To say that Sugarhouse is light years away from this would be gross understatement. This low budget thriller from Gary Love (his debut feature following several successful television dramas) models life in the capital as grey and miserable, from the opening sequence on London's District Line on a dour winter's day, through to the deserted and eerie alleys and estates where most of the action happens.

Ashley Walters plays D, a heroin addict living on the streets and doing all he can to find his next hit. He meets Tom (Steven Mackintosh) at a café, where it's soon established that although the two are clearly not friends, D has something that Tom wants. Meanwhile local drug dealer 'Hoodwink' (played brilliantly by a bald-headed, almost unrecognisable Andy Serkis) has been robbed of his treasured firearm and is out for revenge. Faced with the challenge to both protect his pregnant wife and secure his own home, he holds a lust for retribution that is both believable and genuinely terrifying.

The script for Sugarhouse doesn't go far to justify itself: D's hostility to the world and resignation to his own plight are blamed squarely on parental abandonment suffered at an early age. The focus instead stays on the difficult dialogue between him and "rich man" Tom, someone who he sees as living in "another world".

While this makes for tight drama, the contrived set-up that brings them together is shot-through with cliché. The predictable revelation of D's insincere intentions towards Tom is hardly a twist.

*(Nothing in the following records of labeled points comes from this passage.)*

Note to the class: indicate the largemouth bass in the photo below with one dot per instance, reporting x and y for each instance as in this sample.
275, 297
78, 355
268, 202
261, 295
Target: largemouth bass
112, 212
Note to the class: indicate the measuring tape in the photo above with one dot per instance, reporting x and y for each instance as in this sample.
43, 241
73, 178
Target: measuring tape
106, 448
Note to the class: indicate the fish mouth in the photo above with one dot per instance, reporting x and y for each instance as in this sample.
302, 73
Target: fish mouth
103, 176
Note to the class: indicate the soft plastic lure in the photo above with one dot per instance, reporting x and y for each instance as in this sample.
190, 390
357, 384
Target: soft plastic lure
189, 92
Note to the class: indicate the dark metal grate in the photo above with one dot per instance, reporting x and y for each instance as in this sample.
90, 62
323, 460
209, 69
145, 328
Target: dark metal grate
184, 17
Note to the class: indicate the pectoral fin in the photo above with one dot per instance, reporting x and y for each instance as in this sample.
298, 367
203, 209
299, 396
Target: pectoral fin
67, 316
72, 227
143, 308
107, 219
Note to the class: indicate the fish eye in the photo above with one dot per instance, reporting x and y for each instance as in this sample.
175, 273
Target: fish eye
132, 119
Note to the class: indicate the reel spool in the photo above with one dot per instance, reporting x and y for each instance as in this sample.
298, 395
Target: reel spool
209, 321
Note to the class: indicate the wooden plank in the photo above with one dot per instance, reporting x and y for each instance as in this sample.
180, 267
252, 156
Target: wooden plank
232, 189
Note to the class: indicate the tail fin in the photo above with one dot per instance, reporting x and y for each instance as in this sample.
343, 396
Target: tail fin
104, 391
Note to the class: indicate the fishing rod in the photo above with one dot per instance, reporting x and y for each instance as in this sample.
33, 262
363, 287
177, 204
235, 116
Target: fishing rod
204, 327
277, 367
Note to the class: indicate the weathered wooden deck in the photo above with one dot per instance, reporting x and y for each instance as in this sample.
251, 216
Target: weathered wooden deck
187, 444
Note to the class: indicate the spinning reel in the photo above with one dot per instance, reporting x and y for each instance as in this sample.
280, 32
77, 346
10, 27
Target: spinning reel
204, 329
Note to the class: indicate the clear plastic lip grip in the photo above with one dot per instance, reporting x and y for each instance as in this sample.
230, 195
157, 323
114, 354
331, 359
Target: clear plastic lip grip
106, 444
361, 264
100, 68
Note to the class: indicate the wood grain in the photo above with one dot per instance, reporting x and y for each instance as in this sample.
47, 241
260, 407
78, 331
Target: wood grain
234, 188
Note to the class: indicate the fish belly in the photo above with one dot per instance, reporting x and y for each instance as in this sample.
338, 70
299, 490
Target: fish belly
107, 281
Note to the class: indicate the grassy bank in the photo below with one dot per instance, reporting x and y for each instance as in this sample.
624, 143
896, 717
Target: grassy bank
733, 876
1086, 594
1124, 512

Walters' last role (in 2005's Bullet Boy) displayed an impressive performance of the 'bad guy turned good', attempting to steer his younger brother away from the so-called glamorous world of violence, particularly that of gun-crime. It was an impressive work, but if Walters is doomed for similar 'down & out' roles, this would be unfortunate: a strong and engaging actor, he needs more to get his teeth into.

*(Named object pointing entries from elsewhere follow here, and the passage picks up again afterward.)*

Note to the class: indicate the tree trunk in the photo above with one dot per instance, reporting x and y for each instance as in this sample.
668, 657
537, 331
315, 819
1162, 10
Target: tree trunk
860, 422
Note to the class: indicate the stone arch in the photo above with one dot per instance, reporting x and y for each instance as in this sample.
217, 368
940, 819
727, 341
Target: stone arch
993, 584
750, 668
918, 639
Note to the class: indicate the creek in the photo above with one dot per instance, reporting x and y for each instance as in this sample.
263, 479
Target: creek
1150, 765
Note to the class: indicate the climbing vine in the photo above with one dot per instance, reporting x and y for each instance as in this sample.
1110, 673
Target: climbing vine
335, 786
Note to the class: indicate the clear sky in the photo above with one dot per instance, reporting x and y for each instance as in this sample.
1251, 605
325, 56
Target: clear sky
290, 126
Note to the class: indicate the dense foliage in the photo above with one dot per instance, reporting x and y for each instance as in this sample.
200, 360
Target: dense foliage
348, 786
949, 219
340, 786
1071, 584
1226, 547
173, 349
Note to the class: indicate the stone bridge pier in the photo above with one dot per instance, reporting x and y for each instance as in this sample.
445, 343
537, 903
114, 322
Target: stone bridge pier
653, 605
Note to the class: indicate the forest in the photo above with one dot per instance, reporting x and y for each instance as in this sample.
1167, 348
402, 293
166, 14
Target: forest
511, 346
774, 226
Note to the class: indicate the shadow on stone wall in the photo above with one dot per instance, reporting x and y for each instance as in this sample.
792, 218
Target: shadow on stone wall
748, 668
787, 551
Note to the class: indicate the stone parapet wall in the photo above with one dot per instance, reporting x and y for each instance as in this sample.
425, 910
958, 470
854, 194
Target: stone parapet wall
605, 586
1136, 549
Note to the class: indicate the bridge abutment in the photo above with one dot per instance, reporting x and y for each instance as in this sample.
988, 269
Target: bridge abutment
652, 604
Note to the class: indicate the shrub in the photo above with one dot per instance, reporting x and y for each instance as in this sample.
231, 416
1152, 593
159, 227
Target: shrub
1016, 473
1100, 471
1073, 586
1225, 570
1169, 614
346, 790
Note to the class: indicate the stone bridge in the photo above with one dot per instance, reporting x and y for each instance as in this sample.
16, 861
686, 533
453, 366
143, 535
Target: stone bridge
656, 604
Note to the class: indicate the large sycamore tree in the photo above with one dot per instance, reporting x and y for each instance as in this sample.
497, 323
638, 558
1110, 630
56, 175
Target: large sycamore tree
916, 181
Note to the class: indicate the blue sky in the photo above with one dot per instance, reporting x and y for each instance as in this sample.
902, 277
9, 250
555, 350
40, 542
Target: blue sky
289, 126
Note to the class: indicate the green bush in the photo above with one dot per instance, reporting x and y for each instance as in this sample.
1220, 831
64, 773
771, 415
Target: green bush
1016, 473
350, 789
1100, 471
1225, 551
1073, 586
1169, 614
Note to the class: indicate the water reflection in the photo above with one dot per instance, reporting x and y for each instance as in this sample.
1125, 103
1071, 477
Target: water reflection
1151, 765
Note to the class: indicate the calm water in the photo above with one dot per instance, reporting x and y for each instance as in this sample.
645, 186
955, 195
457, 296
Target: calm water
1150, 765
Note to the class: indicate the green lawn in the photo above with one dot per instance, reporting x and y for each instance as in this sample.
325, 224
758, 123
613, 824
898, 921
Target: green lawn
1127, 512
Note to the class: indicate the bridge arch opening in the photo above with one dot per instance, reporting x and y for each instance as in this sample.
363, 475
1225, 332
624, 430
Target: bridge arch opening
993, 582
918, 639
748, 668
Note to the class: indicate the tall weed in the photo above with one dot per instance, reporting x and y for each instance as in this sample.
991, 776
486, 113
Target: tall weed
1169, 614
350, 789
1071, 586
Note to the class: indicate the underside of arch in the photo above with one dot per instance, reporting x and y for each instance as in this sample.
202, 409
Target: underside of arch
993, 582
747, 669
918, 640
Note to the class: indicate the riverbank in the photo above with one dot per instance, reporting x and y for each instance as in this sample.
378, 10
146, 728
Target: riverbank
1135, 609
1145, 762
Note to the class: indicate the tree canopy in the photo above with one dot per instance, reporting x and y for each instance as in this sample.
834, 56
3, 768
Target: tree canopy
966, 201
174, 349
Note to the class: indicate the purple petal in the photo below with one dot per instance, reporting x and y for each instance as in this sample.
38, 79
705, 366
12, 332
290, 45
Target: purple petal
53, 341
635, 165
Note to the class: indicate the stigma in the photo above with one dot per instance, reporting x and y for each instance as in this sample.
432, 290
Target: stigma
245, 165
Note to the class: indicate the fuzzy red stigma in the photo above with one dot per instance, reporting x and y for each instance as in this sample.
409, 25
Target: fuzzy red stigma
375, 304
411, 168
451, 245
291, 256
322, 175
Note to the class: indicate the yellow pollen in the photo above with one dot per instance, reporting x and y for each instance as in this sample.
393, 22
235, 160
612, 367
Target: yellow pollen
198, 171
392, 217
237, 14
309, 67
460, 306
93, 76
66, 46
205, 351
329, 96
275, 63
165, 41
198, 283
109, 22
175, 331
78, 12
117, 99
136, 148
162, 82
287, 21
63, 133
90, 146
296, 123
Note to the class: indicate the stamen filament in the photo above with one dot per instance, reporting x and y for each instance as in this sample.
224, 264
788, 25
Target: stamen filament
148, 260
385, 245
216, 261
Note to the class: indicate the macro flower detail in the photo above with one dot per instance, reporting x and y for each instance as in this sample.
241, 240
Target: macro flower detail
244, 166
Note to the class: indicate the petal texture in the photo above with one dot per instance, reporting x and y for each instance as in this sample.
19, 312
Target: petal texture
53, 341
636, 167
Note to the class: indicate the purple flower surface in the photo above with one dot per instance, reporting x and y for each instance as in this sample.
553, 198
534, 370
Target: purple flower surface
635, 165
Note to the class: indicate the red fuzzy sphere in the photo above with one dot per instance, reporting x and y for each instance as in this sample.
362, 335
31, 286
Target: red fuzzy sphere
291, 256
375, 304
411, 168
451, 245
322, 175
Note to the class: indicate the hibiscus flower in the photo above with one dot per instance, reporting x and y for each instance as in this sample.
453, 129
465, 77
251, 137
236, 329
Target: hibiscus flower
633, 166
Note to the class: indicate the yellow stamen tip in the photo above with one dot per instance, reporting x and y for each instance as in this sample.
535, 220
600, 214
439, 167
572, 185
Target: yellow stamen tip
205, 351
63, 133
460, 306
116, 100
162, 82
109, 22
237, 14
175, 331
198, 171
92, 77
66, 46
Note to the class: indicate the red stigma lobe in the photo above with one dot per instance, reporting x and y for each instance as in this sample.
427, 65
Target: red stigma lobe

Redemption comes in the form of Serkis' brilliant drug dealing, violence-craving, all-round maniac. One scene where he and D meet in an abandoned warehouse is particularly nerve-jangling. The character of the bad guy only out for himself has been done to death, but Serkis' extraordinary performance is still enough to carry the thin plotting.

Sugarhouse a claustrophobic and intense watch, with rarely anyone beyond the three main characters seen on screen (a testament to the script's origins as a stage-play). But there's no new ground is broken here, and while this would serve as watchable living-room viewing, it's unlikely to bother any BAFTA judges come awards season.